In the early stages of the humanitarian operation, UNHCR (the UN Refugee Agency) was able to find accommodation for people. Initially, most were hosted by Lebanese families but that is gradually diminishing, as host communities are increasingly unable to cope with the growing numbers of refugees. UNHCR then started rehabilitating or renting public buildings. Now we are seeing the proliferation of settlements where people are living in very rudimentary tents.

We are concerned about the Government’s ability to cope with this crisis. Its resources and capacity are over-stretched trying to deliver services to the refugee communities. Having about 580,000 refugees in their home is adding a huge stress on the economy here. The countries in the region are joined politically, economically and historically so when one is in trouble, it affects the others.

Q: How are the international and humanitarian communities helping Governments in the region cope with the crisis?

The UN system has been able to mobilize huge support from donors. On one hand, this is very encouraging, but on the other hand; it can’t go on forever.

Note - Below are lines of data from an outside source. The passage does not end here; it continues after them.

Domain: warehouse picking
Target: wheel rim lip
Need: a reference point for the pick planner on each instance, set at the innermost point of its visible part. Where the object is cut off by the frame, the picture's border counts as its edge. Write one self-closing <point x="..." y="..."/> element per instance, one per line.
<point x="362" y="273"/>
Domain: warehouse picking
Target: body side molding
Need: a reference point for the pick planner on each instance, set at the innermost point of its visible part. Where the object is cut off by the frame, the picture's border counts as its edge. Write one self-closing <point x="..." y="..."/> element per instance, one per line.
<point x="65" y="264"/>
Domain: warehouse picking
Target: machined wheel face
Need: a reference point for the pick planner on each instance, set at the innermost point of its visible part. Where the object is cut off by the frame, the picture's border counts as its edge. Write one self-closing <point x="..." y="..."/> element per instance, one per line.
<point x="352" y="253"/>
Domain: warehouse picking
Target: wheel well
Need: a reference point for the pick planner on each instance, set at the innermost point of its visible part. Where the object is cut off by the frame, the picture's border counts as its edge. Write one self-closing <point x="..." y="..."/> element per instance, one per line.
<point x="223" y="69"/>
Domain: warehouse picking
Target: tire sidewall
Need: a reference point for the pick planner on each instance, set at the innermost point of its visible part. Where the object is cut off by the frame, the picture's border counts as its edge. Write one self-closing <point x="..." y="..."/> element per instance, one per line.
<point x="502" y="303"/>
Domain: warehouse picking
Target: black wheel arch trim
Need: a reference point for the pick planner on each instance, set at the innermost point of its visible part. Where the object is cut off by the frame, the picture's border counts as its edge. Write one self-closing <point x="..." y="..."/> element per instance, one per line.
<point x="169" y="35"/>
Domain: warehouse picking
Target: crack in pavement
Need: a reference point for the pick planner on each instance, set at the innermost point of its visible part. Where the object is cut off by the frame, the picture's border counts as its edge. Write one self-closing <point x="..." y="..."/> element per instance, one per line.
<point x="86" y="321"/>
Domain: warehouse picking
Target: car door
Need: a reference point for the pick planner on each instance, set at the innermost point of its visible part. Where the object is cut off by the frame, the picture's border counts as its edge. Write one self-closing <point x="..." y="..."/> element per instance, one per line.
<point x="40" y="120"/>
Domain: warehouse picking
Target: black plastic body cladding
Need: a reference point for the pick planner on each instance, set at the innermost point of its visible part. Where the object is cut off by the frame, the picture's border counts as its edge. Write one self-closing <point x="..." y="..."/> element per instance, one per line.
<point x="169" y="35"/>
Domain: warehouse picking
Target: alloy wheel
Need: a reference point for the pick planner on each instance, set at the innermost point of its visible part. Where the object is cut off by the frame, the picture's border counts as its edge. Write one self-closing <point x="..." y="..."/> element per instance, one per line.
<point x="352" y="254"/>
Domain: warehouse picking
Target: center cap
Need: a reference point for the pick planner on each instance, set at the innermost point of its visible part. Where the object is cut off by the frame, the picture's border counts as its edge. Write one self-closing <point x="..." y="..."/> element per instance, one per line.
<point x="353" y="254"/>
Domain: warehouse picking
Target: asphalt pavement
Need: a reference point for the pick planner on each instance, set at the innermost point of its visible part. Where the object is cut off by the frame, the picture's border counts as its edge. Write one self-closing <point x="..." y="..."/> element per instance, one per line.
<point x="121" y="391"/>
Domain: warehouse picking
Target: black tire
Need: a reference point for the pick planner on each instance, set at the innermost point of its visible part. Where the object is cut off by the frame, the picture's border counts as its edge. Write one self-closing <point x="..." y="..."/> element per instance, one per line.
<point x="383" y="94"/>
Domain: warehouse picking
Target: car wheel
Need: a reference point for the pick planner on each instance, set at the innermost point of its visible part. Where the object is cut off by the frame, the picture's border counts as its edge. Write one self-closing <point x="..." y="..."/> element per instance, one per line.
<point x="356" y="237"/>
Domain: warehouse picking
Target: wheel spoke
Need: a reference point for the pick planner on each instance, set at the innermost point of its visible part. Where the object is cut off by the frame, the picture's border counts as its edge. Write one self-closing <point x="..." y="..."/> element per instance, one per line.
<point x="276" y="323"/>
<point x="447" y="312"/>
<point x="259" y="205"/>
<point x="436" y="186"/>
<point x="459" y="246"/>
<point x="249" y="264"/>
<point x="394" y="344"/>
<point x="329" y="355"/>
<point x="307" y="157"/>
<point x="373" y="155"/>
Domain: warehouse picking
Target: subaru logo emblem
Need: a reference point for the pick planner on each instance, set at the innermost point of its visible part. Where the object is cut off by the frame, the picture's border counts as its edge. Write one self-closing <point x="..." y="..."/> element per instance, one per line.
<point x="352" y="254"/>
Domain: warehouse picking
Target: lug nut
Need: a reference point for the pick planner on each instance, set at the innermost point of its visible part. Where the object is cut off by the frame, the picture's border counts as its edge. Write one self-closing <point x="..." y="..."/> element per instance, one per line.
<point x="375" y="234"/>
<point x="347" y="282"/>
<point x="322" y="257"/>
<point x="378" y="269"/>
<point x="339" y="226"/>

There has been great financial support from donors but many of them are coming under a great deal of stress now, because of the global financial situation and because the demands of the crisis have become so large with no apparent end in sight. We need support, not just for the rest of the year, but perhaps for the next five years. Even if the crisis were to end tomorrow, the consequences will be deep and long- lasting inside and outside Syria.

In Lebanon, we know that the majority of Syrian refugees want to return home, but we also know that the longer the conflict goes on, the more time it will take for the conditions to be in place to allow the refugees to return home. We don’t know what kind of security situation there will be and we don’t know if parts of the population would be forced to move to other areas of the country because of sectarian divisions. It’s a huge unknown but I can say with some certainty that we are now still at the acute phase of the Syria crisis and the consequences are going to be long-term for Lebanon and the region.

Q: You have visited refugee and host communities many times over the past two years. What have some of the families shared with you?

A: They tell me about their very strong desire to return home. This is the message that we have to keep conveying to the Government of Lebanon because they are so afraid these people will stay. It’s important to remind them that the refugees are here not because they want to be here; they are here because it’s one of the few places they can get to that is safe.

There are many stories of families being divided, husbands and sons being left behind either to fight the battle or to defend the home and the property. That’s why we see a refugee population that is 75 per cent women and children. There are also many personal tragedies of family members being killed while fighting, or being executed. And people having to gather the few belongings that they could carry and take them across the border.

I’m concerned about the tensions between refugee and host communities. (But) despite these tensions, the Lebanese people have been very welcoming. They know very well the suffering caused by conflict and displacement and in fact, some took shelter in Syria during the 2006 conflict and can really empathize with the Syrian refugees.